You all know Robert Burns, right? Burn’s Night and haggis and the ‘wee, sleekit, cowran, tim’rous beastie? MacIntyre was his contemporary. Where Burns lived in the south and wrote poems in Scots and enjoyed fame, fortune and the affection of the lasses, MacIntyre was a Highland poet, setting his lyrics to music and enjoying a more outdoor life of mountains, rivers and deer.

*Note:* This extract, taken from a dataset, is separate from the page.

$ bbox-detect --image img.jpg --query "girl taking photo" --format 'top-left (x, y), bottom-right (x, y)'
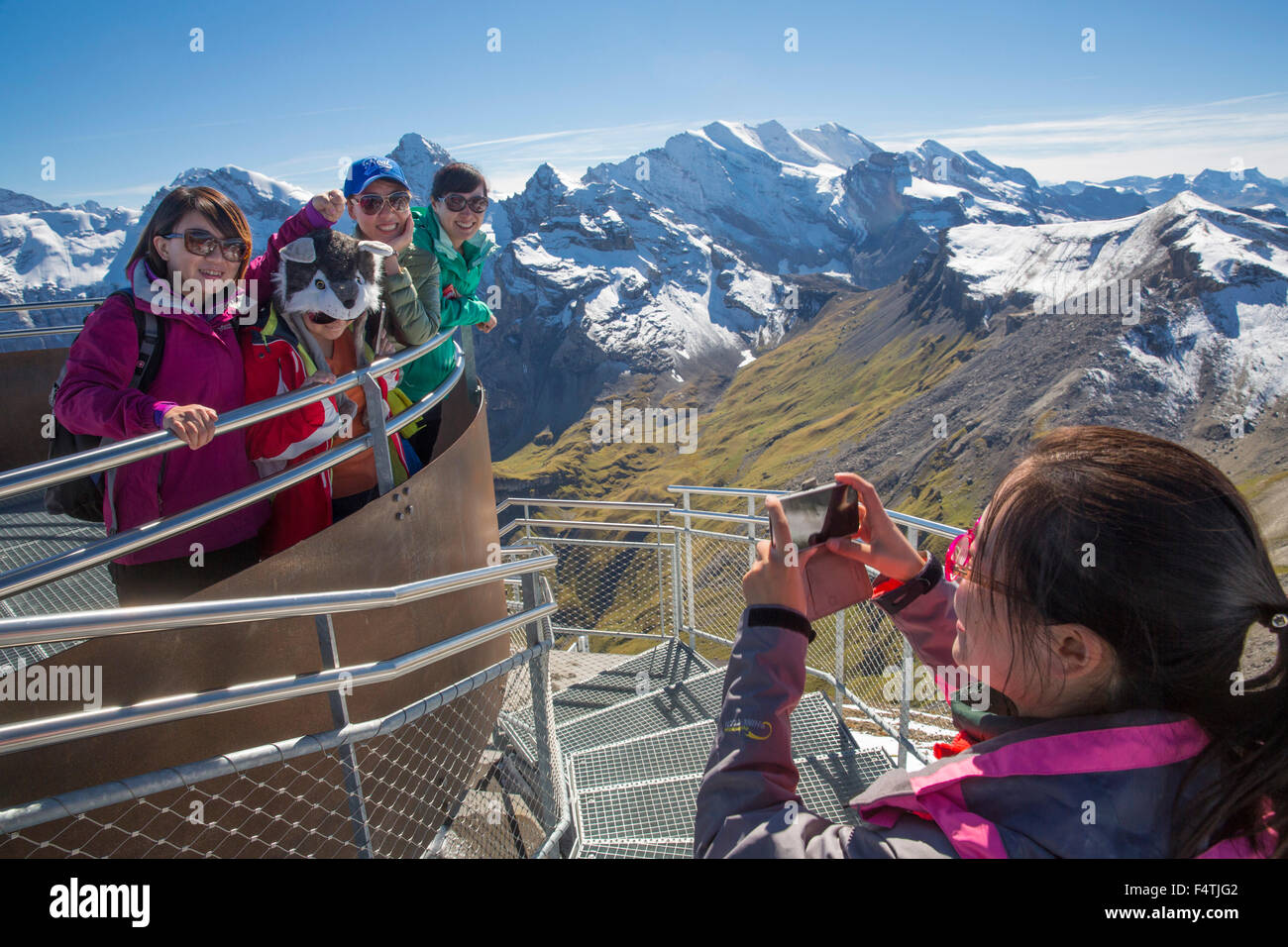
top-left (695, 427), bottom-right (1288, 858)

Duncan lived through the Battle of Culloden simply because he didn’t fight in it. He fought in the Battle of, no not Dunkirk as I was about to write, but Falkirk. He was paid to take the place of someone who didn't want to fight. A man called Fletcher, who gave him a sword and pushed him towards the battlefield. They were routed by the Jacobites and MacIntyre dropped his sword as he made his escape. The sword was not one of those named swords. No vorpal sword, no Valarian blade and no Sword of Gryffindor, it was just a sword, not sharp, not polished to a shine and just a tad chipped.


Enough with the lecture, Mel. We’ve done it once. What you need to know is that he was a poet, A Gaelic poet.

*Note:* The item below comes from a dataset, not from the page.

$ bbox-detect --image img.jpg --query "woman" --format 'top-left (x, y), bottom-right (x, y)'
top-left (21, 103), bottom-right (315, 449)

Incidentally, before I move on, I received a wonderful invitation from a friend this morning. We’re becoming friends, rather than actual friends. She knows I am partial to a poem. Her husband owned shelves of poetry books and she invited me round to her house to browse. How wonderful is that?


Back to Duncan. After the Battle of Culloden, the government implemented a reign of repression. They wanted to grind the defeated army into the bracken making it a crime to celebrate anything to do with highland life – no tartan, no kilts and no bagpipes. MacIntyre composed his ‘Song of the Breeches’ to complain about wearing trousers. They just didn’t feel comfortable – I know how he felt. There are lines in the song about the current crop of royalty having no right to rule. There is something incredibly powerful about a protest poem.


Here's one of mine…I think. It is a protest against division and our refusal to make the first step toward reconciliation.


Reconciliation


the tear in the fabric

of you and me

will get wider with the watching and

truth to tell

it will not mend itself

let us find the needle and thread

and make repairs

while the rent is small

before the ocean unfolds

we must not wait for the other

to make to first move


A lot of Duncan’s poetry is about daily life. He watched. He observed. He sang songs about ploughing fields and churning butter. His poetry rates as history in that it describes what every day life was like. He wasn’t a poet laureate who saved his best poems for the big events. It was the little things, the asides, the unremarkable things he commented on.


Here’s one of mine…just an ordinary task made extraordinary because I noticed and wrote about it.


If a man can mow

A neighbour’s lawn in the dark

Nothing holds him back


What MacIntyre is best known for is his nature poetry. He lived next to Ben Dorain near Glen Orchy. It was a mountain full of wildlife. He accepted hunting as a necessary part of life, with deer on the menu to feed the body. He also saw nature as a place of wellbeing with mountain air, exercise and an appreciation of the beauty of nature there to feed the soul.


Here’s one of mine…nature speaking a necessary message.


Salmon


I have mastered the oceans

Subdued the shifting sea

Flick-finned with the leviathan

Slip-scaled with serpents

Twist-tailed with mermaids


Small, I have out swam the great

Nimble, I have sidestepped the shark

Quick, I have left the school behind

Cautious, I have exploited the hiding places


I have weathered the storms

Felt the bite of lightning and

Heard the growl of thunder

Never tried to count the stars

Felt alone


Now I’m

Driven by an ache I cannot soothe

There’s a yearning inside

Compelled

I must go home


Oh, what hurdles!

Water that tumbles through rocks

Falling, falling, falling

That I must climb

Marshalling all that I have

Leaping, or falling short of the jump

Always the current against me

Nature rages, my enemy

But I don’t surrender


Crafted into every cell is

My life’s beginning

And its completion

I am home…


Poetry says it all. It speaks to the heart. You just have to listen.